Date: 3:30pm PDT April 17, 2012 Location: JRR Howard Hall, Room 114
JRR Howard Hall, Room 114
Mathematical Sciences Honors Thesis Presentations:
Alison Fankhauser ‘12, Numerical Evolution of Reaction-Diffusion Equations Arising in the Oscillating, Chemical Belousov-Zhabotinsky Reaction
The Belousov-Zhabotinsky (BZ) reaction is a chemical reaction in which the concentrations of intermediates oscillate instead of immediately tending toward equilibrium. We make use of the Oregonator model of the Field-Körös-Noyes mechanism to model the unusual behavior of this reaction in two-dimensional and three-dimensional space by combining ordinary differential equations (ODEs) to represent the reaction and partial differential equations (PDEs) to represent the diffusion components of the process. We apply numerical methods to examine the oscillatory behavior in the ODE case and the effects of diffusion on oscillatory reactions in the PDE case. We find traveling wave solutions present in the two-dimensional PDE system arising from Murray’s model.
Ana Rodenberg, ‘12, “Numerical Analysis of a Quasilinear Wave Equation Arising from Relativity”

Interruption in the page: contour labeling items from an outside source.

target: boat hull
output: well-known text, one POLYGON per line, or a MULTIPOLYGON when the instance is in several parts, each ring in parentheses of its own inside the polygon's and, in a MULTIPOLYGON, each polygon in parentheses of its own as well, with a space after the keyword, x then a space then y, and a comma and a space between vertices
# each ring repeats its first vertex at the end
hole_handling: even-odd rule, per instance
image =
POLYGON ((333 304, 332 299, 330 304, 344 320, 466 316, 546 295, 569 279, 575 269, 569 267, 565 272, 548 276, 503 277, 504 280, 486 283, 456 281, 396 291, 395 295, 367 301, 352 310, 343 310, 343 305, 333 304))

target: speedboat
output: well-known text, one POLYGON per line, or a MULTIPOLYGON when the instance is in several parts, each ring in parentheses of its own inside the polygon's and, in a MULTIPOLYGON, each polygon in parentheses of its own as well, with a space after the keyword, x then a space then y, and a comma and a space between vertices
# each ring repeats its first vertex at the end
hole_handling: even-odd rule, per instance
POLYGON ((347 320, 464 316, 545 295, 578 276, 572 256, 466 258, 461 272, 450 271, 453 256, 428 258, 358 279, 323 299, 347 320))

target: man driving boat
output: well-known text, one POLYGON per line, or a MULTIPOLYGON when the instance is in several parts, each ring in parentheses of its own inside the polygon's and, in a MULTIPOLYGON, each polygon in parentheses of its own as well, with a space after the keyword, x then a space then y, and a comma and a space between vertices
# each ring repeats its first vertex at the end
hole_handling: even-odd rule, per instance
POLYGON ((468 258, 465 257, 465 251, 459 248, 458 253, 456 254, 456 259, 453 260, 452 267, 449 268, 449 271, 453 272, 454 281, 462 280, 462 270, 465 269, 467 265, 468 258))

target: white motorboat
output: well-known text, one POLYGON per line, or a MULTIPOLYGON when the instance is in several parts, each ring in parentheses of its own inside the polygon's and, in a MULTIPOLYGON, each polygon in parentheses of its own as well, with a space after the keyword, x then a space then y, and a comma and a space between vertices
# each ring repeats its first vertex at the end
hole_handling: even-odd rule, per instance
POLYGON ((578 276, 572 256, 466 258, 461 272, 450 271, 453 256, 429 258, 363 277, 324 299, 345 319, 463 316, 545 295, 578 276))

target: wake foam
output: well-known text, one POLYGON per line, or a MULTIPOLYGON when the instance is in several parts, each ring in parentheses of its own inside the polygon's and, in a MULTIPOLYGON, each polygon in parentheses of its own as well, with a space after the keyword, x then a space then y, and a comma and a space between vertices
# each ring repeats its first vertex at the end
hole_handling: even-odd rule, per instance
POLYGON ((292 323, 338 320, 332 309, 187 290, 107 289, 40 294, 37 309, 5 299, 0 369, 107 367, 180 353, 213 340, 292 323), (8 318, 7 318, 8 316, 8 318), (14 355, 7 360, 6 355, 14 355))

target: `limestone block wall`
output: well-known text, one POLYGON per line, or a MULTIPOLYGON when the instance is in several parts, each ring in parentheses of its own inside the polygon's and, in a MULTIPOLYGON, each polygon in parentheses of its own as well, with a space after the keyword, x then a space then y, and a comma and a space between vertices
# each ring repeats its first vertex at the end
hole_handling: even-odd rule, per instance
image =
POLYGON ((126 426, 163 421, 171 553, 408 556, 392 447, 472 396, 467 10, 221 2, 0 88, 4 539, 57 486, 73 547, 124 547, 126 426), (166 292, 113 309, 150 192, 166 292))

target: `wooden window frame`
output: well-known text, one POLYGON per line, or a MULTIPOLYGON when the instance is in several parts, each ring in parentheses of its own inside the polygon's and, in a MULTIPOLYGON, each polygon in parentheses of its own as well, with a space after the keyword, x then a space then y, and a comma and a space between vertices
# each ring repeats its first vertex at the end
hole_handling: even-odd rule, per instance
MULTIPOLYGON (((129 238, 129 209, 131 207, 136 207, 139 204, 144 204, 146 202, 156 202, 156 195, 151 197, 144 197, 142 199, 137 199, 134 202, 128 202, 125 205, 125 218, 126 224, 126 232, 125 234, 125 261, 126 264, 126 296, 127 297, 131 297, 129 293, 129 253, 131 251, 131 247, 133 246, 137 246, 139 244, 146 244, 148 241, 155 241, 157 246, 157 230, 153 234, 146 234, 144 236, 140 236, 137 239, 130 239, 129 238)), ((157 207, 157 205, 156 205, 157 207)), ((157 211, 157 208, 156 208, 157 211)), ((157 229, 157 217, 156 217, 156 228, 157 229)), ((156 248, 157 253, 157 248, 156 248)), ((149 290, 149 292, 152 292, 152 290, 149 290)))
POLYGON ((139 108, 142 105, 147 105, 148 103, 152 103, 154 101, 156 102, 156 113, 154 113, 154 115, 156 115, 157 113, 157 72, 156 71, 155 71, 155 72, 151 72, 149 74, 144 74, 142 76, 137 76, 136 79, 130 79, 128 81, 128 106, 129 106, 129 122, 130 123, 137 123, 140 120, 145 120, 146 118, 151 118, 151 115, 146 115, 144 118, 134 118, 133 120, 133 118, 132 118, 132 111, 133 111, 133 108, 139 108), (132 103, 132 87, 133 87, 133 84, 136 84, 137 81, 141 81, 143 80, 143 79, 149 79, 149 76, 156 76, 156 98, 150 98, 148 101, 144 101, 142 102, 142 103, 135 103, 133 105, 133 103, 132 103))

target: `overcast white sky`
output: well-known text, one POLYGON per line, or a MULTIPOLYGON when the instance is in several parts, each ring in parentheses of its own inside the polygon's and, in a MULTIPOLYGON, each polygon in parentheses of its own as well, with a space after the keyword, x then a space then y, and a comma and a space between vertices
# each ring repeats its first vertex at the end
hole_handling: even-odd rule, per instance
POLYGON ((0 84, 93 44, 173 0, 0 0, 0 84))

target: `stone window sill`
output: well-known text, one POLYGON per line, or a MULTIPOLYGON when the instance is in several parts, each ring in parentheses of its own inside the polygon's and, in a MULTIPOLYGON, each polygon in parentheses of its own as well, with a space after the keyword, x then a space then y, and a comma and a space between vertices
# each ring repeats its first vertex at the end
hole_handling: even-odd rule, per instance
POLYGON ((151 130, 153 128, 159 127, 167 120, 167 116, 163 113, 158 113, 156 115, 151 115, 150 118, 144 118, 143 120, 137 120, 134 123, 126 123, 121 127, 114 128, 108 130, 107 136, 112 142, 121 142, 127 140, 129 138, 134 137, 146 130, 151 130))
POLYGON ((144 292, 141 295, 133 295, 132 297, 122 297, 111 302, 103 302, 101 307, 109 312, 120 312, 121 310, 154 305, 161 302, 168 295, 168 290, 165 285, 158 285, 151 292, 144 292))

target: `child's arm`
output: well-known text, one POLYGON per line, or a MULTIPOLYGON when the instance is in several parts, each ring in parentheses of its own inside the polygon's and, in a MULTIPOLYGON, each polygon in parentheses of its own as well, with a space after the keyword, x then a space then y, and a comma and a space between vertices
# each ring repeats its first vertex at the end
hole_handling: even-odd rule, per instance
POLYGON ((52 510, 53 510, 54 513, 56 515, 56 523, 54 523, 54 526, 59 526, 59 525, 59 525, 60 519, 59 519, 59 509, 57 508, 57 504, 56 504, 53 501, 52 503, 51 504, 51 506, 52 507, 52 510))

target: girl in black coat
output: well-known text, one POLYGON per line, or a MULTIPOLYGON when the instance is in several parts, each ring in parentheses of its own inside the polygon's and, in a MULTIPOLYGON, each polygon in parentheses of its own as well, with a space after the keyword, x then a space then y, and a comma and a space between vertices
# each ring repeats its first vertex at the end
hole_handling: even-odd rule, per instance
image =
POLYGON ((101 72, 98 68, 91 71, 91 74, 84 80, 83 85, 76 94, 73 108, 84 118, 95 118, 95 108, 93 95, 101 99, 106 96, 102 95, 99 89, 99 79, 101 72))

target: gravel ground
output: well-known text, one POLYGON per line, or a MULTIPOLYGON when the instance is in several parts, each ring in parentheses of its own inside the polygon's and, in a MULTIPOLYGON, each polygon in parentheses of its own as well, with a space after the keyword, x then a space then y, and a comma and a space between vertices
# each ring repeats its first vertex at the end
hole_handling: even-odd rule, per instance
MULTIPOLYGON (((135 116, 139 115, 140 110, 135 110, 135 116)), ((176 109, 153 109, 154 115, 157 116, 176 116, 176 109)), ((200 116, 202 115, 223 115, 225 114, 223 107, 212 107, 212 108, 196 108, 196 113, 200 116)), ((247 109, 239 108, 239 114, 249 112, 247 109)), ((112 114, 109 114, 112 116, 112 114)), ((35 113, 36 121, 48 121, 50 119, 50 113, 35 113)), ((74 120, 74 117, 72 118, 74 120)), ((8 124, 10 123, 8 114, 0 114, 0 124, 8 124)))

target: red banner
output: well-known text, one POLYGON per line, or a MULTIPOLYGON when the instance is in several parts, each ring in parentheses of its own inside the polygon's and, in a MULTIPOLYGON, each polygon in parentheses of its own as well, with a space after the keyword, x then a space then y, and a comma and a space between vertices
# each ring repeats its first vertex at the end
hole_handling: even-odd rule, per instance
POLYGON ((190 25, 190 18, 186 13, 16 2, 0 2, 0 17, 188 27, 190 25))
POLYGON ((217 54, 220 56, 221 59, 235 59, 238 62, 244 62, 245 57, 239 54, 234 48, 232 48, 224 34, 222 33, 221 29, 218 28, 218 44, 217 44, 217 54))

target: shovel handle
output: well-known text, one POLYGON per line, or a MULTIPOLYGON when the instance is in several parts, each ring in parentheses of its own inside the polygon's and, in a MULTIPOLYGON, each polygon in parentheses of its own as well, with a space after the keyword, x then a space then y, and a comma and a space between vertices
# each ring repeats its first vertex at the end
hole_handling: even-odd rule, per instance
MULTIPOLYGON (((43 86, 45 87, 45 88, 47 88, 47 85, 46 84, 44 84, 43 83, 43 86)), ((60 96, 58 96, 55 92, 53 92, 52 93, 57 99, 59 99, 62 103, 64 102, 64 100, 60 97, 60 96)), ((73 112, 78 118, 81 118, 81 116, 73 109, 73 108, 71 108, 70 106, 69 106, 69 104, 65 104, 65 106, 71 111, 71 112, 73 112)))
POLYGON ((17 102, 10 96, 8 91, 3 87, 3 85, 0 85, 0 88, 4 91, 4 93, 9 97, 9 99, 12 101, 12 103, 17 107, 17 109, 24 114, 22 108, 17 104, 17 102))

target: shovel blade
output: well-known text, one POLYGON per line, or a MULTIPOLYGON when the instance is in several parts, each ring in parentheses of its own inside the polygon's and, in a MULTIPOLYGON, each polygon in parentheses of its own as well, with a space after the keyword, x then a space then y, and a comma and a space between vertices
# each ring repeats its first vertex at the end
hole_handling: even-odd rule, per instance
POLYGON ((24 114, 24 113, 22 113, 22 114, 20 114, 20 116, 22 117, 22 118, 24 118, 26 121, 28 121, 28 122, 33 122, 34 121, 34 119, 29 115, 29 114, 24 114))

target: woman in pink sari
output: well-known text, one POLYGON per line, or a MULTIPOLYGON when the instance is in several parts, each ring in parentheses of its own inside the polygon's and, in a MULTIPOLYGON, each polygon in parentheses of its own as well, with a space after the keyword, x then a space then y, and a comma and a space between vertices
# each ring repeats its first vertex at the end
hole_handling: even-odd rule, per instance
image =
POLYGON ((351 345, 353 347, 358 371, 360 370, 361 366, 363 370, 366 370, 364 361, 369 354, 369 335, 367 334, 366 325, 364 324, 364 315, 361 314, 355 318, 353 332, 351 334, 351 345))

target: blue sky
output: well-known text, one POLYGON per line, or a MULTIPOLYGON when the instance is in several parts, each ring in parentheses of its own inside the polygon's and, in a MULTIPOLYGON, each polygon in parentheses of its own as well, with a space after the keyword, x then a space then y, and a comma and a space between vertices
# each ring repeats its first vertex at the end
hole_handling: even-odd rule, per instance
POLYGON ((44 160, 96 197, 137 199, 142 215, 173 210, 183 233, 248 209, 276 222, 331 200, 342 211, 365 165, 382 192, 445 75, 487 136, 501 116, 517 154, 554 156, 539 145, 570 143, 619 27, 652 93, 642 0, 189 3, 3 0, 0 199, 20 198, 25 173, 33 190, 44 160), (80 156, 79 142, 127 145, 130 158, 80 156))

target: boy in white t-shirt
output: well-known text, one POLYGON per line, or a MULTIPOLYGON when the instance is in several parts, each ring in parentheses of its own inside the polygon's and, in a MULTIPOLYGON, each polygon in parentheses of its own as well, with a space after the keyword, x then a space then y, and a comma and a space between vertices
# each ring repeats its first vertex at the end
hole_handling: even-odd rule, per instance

We look into the quasilinear wave equation which describes the timelike minimal subsurfaces embedded in Minkowski space. We wish to numerically calculate threshold values on the L2 norm of the initial profile and its initial time derivative so that we can predict the long term behavior of the resulting surface. Using numerical methods, we develop a program which will both evolve the surface and check different geometric quantities to differentiate between a coordinate breakdown and the actuality of the surface going null or blowing up.